2.- Those mechanisms that involve chemical modification of the DNA strand. In this case, DNA methylation is one of the most widely studied and is the subject of this article.
DNA methylation involves the enzymatic addition of a methyl group to cytosine and generally occurs in gene regions rich in cytosine and guanine dinucleotides (CpG). It occurs in gene-regulating regions and represents a mechanism for suppressing gene expression. Thus, when a gene is expressed exclusively in a specific cell type, it is probably methylated in all other cell types. Consequently, although all cells in an organism contain the same DNA sequence, their methylation pattern is different.
Moreover, in contrast to the DNA sequence, which is inherited from the progenitors’ gametes, DNA methylation markers are not inherited from the gametes. This is because, once the zygote has formed, the majority of these marks are eliminated or deleted to subsequently establish a “de novo” methylation pattern. This pattern forms the basis for the development of different organs and tissues and is generated in a programmed manner during embryonic development. Methylation markers are maintained after cell division, thus facilitating DNA packaging in the form of chromatin and representing a molecular “memory” mechanism that stores information about the genes that are expressed, or not, in specific cell types.
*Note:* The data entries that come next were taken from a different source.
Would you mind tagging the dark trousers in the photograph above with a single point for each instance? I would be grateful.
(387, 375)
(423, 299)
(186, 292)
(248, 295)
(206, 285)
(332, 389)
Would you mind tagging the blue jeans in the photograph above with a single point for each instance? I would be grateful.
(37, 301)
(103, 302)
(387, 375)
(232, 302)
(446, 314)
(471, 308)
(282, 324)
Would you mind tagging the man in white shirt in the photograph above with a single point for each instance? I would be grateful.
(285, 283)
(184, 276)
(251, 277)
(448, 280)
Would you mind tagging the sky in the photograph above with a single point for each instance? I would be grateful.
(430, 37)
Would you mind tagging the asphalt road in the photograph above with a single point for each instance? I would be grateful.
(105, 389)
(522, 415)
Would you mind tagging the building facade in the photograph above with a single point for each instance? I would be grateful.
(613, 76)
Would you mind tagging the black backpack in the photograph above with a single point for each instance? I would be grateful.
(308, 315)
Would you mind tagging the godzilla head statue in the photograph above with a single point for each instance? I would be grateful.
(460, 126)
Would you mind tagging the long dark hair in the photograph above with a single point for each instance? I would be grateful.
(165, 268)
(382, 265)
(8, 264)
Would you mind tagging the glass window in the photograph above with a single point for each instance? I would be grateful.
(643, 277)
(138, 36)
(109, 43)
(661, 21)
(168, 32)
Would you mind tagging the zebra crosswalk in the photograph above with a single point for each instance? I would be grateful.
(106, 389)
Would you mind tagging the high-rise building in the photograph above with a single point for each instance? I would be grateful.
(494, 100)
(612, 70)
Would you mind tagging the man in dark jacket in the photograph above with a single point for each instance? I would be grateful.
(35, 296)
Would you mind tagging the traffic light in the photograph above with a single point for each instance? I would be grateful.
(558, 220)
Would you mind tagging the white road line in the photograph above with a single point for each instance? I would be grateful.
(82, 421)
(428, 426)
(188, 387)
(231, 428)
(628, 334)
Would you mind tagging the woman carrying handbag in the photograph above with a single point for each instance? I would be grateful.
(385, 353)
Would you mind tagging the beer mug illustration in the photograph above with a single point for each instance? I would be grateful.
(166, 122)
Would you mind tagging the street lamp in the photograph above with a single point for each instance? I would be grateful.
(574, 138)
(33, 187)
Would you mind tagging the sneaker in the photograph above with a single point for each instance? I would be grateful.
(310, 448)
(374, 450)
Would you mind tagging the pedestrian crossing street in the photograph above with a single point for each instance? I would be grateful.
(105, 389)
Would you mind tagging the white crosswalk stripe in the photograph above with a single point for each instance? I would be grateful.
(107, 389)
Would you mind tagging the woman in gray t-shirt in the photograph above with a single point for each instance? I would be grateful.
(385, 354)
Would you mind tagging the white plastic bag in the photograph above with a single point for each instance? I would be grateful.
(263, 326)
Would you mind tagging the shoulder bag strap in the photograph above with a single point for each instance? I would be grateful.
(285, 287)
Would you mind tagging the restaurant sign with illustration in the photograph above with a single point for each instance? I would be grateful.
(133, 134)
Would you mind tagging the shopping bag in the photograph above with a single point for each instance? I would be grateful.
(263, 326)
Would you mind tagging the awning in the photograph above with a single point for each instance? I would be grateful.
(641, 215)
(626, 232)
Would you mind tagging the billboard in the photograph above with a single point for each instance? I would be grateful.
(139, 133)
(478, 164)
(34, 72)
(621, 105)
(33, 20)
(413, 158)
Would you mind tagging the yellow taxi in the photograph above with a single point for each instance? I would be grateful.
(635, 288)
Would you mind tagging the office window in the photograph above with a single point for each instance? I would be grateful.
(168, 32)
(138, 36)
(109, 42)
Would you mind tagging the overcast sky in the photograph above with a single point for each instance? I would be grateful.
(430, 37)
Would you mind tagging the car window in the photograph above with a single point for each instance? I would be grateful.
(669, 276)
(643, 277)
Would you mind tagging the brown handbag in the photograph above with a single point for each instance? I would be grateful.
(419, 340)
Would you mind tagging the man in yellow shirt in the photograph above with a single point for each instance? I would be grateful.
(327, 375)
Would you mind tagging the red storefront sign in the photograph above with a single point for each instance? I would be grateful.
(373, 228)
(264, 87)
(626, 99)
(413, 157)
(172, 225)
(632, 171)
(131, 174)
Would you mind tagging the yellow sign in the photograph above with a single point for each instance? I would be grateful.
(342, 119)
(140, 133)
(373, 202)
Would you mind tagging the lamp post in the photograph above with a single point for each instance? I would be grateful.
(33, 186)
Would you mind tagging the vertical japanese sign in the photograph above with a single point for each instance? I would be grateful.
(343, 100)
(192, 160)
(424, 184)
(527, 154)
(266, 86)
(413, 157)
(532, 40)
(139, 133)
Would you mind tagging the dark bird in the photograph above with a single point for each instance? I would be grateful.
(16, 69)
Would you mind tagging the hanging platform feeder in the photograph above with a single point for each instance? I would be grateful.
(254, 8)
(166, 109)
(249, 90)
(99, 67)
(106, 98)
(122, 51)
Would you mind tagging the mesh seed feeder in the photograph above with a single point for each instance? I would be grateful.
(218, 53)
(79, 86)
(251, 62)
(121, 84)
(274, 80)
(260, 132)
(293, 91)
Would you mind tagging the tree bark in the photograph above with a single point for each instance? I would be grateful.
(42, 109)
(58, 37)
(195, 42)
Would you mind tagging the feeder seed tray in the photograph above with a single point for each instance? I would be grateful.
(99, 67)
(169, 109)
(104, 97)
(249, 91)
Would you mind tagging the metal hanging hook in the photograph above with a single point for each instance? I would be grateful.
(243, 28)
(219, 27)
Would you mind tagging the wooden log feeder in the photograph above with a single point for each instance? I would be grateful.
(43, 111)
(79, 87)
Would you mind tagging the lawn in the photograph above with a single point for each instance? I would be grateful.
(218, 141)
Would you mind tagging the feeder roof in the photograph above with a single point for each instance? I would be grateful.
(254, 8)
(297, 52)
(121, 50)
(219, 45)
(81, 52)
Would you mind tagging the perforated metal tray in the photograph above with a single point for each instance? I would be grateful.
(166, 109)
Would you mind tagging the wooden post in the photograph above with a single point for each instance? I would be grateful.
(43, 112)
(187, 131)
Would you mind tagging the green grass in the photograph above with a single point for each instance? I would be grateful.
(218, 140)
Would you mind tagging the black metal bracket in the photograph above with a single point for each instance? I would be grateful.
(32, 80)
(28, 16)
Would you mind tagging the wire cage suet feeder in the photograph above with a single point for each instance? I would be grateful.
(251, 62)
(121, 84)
In addition to the methylation changes that occur during embryonic development, changes to the methylation pattern of an individual’s genome also occur gradually throughout their lifetime. These changes occur in all cells in our body, but at different rates in each tissue. Environmental factors, such as diet and lifestyle, may affect these epigenetic changes. However, we still do not fully understand the underlying mechanisms for how each factor impacts on gene expression.
Methylation and cancer
Cancer cells are known to have a different methylation pattern to that observed in healthy tissues. Two types of changes can be distinguished:
- Genome regions that are not typically methylated, such as CpG sites, are found to be modified in cancer cells.
- Cancer cells are characterized by exhibiting a high degree of demethylation in regions associated with the nuclear lamina.
Additionally, many of the mutations found in cancer cells affect genes involved in epigenetic regulation, which could also contribute to the observed phenotype. It should be noted that some of these modifications have also been observed in healthy tissue from elderly individuals. Therefore, it is possible that age-related changes to methylation and those associated with cancer share some underlying mechanisms.
Although current technologies allow us to detect these changes to the epigenome, the current challenge is to be able to distinguish between those which have an effect on the development of cancer from those arising as the result of the disease. In other words, to identify which alterations to the methylation pattern result in activation or inactivation of a particular gene and, as a result of it, contribute to cell transformation or cancer progression. While it is possible that many of the changes observed do not play an important role, it is likely that those genes which participate in signaling pathways related to the hallmarks of cancer are involved. For instance, genes associated with controlling cell proliferation, the immune system or cell death, amongst others.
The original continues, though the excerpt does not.